According to an archived copy of Entheon’s investor deck, the company had a cash position of only C$700,000 as of March 15, 2022, making the raise essential despite inopportune market timing. Furthermore, Entheon had under 71 million shares fully diluted outstanding at the time of the April financing, which ballooned by an additional 60 million shares immediately following it. For the modest sum of $3 million, that’s a heavy price to pay.
Today’s announcement with Cybin sheds a clinical trial asset and funding liability for Entheon Biomedical, but also reduces their overall clinical trial portfolio.

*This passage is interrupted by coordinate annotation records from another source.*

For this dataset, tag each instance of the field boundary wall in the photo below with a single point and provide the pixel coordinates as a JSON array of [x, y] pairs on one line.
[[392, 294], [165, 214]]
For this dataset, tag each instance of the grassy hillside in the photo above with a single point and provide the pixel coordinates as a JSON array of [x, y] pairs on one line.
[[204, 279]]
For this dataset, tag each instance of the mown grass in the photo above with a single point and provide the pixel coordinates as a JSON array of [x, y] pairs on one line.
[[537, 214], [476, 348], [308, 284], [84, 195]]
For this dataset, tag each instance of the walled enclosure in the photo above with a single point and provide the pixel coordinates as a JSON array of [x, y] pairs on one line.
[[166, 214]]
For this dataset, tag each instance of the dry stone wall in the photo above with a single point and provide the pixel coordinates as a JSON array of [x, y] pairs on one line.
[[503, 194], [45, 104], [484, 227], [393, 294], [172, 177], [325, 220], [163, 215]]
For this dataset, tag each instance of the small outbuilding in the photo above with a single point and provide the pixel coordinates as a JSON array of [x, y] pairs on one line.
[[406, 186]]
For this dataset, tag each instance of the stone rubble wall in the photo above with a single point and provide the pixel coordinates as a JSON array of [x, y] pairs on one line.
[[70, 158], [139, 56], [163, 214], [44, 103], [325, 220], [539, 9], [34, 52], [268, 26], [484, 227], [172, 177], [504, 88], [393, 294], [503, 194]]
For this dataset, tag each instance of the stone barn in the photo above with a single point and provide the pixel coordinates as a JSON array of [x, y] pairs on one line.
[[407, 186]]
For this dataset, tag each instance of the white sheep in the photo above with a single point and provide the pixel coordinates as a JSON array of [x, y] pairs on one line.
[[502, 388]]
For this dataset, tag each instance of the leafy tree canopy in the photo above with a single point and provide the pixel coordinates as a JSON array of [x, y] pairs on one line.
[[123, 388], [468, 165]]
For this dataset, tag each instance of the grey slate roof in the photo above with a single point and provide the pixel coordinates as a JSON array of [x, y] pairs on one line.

Numinus Wellness’ acquisition of Novamind may also have been fostered—at least in part—to unfavorable capital raising conditions for the latter. At the time the deal was announced, Novamind had only $3,503,162 in cash, and a comprehensive net loss of $2,434,154 in its most recent quarter. With the stock trading at all-time lows—down 87% from its February 2021 closing high—Novamind would have faced a dilutive financing environment.
While we’ll never know for sure whether market conditions played a hand in Novamind relenting to a deal, it seems a safe bet that it was at least a peripheral consideration.
With moribund capital market conditions and many psychedelic companies running out of cash, it doesn’t take a rocket scientist to figure out that junior psychedelic companies are going to pull out all the stops to stay afloat. In an environment where equity offerings do not provide a reasonable cost of capital, companies will look for creative ways to obtain funding. Whether that’s through outright acquisition, piecing-off portfolio assets to interested suitors, or partnering with Big Pharma, today’s announcement is just the beginning of several such deals we expect to see over the coming quarters.